Role of telemedicine in the screening of diabetic retinopathy: results of a pilot study

Introduction: the most recent scientific evidence showed that diabetic blindness can be drastically reduced through screening programs and early treatment of diabetic retinopathy (DR). Unfortunately, ARNO study data tell that in 2010 only 10% of a large Italian population of diabetic (DM) outpatients had fundus oculi (FO) examination during the previous year.

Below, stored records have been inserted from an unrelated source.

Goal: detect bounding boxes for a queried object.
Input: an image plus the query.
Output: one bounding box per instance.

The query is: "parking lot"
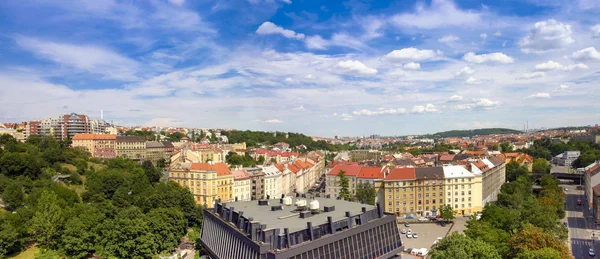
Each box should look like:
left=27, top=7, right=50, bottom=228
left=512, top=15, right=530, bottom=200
left=398, top=223, right=452, bottom=253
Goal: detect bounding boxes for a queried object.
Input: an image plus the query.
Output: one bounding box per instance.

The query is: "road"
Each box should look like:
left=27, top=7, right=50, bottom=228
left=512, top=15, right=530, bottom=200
left=561, top=185, right=600, bottom=259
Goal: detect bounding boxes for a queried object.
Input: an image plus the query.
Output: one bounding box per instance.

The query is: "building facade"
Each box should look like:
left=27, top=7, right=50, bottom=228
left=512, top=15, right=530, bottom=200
left=200, top=199, right=403, bottom=259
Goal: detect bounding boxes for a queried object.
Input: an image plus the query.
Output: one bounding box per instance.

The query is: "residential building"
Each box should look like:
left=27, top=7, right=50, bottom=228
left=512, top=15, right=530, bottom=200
left=442, top=165, right=482, bottom=215
left=415, top=167, right=445, bottom=216
left=231, top=169, right=252, bottom=201
left=263, top=165, right=282, bottom=198
left=200, top=198, right=403, bottom=259
left=115, top=136, right=146, bottom=161
left=71, top=134, right=117, bottom=158
left=325, top=165, right=361, bottom=198
left=383, top=167, right=417, bottom=216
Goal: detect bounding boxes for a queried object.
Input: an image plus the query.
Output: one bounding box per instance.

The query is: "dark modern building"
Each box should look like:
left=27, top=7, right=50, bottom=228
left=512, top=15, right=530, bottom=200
left=200, top=197, right=403, bottom=259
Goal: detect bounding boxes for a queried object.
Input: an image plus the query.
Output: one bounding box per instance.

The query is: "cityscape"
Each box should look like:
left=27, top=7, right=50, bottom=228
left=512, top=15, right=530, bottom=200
left=0, top=0, right=600, bottom=259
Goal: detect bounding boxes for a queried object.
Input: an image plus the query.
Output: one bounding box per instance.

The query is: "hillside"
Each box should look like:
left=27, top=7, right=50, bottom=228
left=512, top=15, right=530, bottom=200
left=433, top=128, right=521, bottom=138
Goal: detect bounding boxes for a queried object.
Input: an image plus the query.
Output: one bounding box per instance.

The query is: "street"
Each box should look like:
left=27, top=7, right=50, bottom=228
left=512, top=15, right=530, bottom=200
left=561, top=185, right=600, bottom=258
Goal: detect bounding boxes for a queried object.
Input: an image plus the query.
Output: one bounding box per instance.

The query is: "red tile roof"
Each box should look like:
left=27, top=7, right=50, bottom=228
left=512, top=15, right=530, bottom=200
left=327, top=165, right=362, bottom=177
left=385, top=167, right=417, bottom=181
left=358, top=167, right=385, bottom=179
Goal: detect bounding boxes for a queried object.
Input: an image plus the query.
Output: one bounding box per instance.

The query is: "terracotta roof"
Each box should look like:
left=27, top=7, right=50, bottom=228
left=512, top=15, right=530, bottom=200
left=73, top=134, right=117, bottom=140
left=357, top=167, right=385, bottom=179
left=327, top=165, right=362, bottom=177
left=385, top=167, right=417, bottom=181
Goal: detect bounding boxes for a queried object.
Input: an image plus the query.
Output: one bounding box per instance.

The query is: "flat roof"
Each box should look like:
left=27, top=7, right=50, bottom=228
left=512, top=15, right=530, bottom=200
left=225, top=198, right=376, bottom=233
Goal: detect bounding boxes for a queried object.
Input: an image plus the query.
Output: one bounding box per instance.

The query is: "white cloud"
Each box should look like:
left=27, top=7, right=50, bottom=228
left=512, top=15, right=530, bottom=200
left=571, top=47, right=600, bottom=61
left=411, top=103, right=439, bottom=113
left=438, top=34, right=460, bottom=43
left=525, top=93, right=550, bottom=99
left=535, top=60, right=589, bottom=71
left=591, top=24, right=600, bottom=38
left=352, top=108, right=406, bottom=116
left=256, top=22, right=304, bottom=40
left=463, top=52, right=515, bottom=64
left=16, top=37, right=139, bottom=81
left=392, top=0, right=482, bottom=29
left=403, top=62, right=421, bottom=70
left=456, top=67, right=475, bottom=76
left=385, top=48, right=443, bottom=62
left=449, top=95, right=463, bottom=102
left=169, top=0, right=185, bottom=6
left=337, top=60, right=377, bottom=75
left=304, top=35, right=329, bottom=49
left=517, top=71, right=546, bottom=80
left=519, top=19, right=575, bottom=53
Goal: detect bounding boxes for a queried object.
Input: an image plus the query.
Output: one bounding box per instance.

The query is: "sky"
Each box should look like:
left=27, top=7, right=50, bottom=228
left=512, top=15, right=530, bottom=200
left=0, top=0, right=600, bottom=137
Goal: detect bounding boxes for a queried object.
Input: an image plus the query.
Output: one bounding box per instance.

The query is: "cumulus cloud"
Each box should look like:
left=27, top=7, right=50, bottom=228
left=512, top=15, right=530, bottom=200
left=449, top=95, right=463, bottom=102
left=410, top=103, right=439, bottom=113
left=525, top=93, right=550, bottom=99
left=456, top=67, right=475, bottom=76
left=519, top=19, right=575, bottom=53
left=517, top=71, right=546, bottom=80
left=256, top=22, right=304, bottom=40
left=571, top=47, right=600, bottom=61
left=402, top=62, right=421, bottom=70
left=352, top=108, right=406, bottom=116
left=385, top=48, right=444, bottom=62
left=337, top=60, right=377, bottom=75
left=591, top=24, right=600, bottom=38
left=438, top=34, right=460, bottom=43
left=535, top=60, right=589, bottom=71
left=463, top=52, right=515, bottom=64
left=392, top=0, right=482, bottom=29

Aim of the present study was thus to evaluate if telemedicine could actually optimize screening, diagnosis and management for retinopathy in the diabetic patient. Methods: the NO BLIND is a prospective multicentre observational transversal study. Here the preliminary findings of one of the 10 outpatient clinics involved (392 consecutive patients admitted to Marano (ASL NA2 Nord) outpatient clinic). FO photos taken by trained diabetologists with a portable digital retinograph and clinical/laboratory data were electronically collected. The enrolment period was of 6-12 months. The sample was split into two arms: controls (only FO) and new treatment (FO + retinography). Results: The 27.5% of controls had a DR diagnosis (vs 26.1% in the double screening; O.R. 0.931; 95% C.I.: 0.595-1.456; p=0.754), hence non-inferiority of retinography was not demonstrated. The overall analysis of significant general variables showed as only potential DR predictor a long duration of diabetes (O.R. 1.059; 95% C.I.: 1.029-1.091; p=0.000). Among pharmacologic variables instead, emerged as potential predictors: insulin (O.R. 2.914; 95% C.I.: 1.683-5.046; p=0.000) and sulfonylureas/glinides (O.R. 2.077; 95% C.I.: 1.24-3.479; p=0.006) therapy. Discussion: based on our data, retinography has demonstrated a screening method equivalent to FO in terms of sensibility and specificity, thus extremely useful to select the population at higher risk of ocular disease with an optimal cost/benefit ratio. Interesting was the correlation between DR and both somatic and autonomic neuropathy. It is certainly necessary to evaluate the whole cohort results. In fact, it is highly probable that final findings will demonstrate that this screening brings to a DR diagnosis in a high percentage of subjects without previous definite diagnosis. Finally, No-BLIND study will allow assessing real life correlation between DR, other DM complications and pharmacological treatments.